Encerram a exposição um grupo de fotografias. Assim como as aquarelas em que formas orgânicas híbridas, delicadas e solitárias pousam sobre o papel, como numa prancha de botânica ou zoologia, as fotografias evocam certas naturezas-mortas mais sóbrias e inquietantes na tradição da pintura, particularmente dos Países Baixos. Fazem parte de um processo de reflexão, são como rascunhos, pequenos ensaios sobre forma, desenho, cor, textura. Algo precioso, íntimo, afeito à prática dos pintores como os cadernos de anotações. Entretanto, ao contrário da combinatória de elementos virtuais para gerar a imagem original da pintura no computador, Palma utiliza elementos materiais, modelos naturais — a mão da artista coletando restos do mundo —, com um procedimento mais especulativo e casual nas composições.

Sobre uma massa de detritos de um aspirador de pó, uma matéria densa, monocromática, acidentada, a artista dispõe flores, frutas, conchas, caramujos, folhas secas, gravetos, fragmentos de ossos em composições bastante simples, mas de grande efeito visual e, eventualmente, metafórico. A estranha objetividade das imagens, com referentes tão explícitos, está permeada por sugestões de passagem do tempo, degradação da matéria, transitoriedade da beleza, erotismo, morte. 
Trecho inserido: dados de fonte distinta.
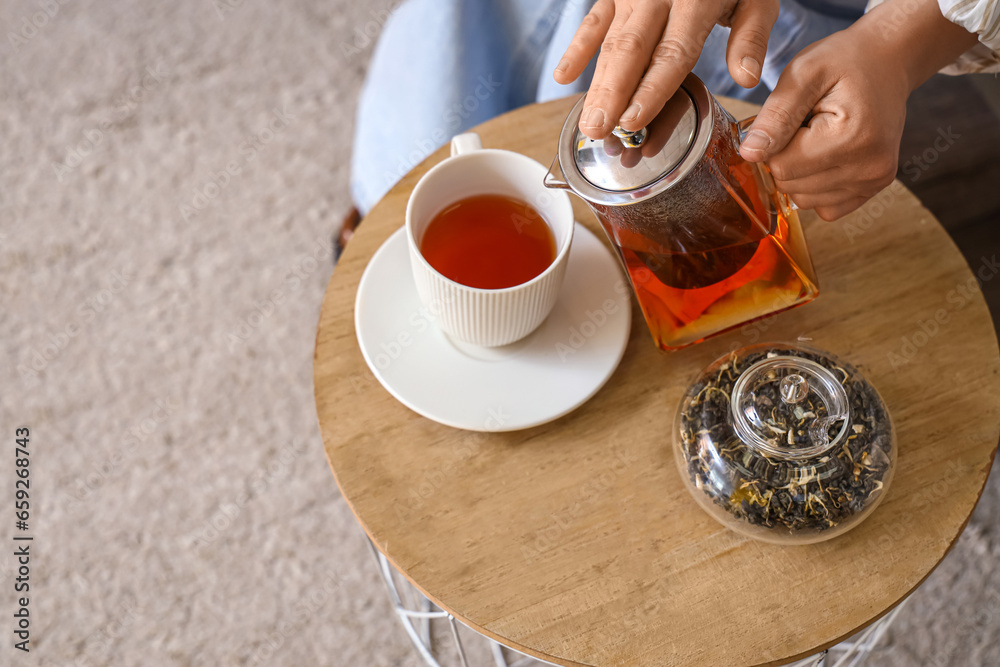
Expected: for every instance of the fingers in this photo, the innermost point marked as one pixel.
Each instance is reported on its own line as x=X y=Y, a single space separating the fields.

A pintura de Mariana Palma nasce de um espírito colecionista e acumulador, de um olhar atento a todo e qualquer detalhe do mundo ao seu redor. Produz imagens luxuriantes, formas opulentas, uma beleza voluptuosa e insinuante, determinadamente femininas. De um lado sua produção representa, neste momento em que a pintura é mais percebida como manifestação cultural que artística, um engajamento no prazer do processo, no compromisso com a pintura enquanto experiência, linguagem, conhecimento, memória; a pintura como verbo para exprimir ação, processo, desejo, ocorrência. De outro, a artista procura instalar a pintura como um dispositivo de resistência, marcando para ela um lugar disruptivo na visualidade contemporânea, no sentido de interromper, suspender, a normalidade da narrativa banal e sem fim do scroll nas redes sociais. Quer resgatar a experiência da contemplação, o silêncio. Propõe olhar os trabalhos, fechar os olhos, imaginar. E justamente para isso, eles não têm títulos.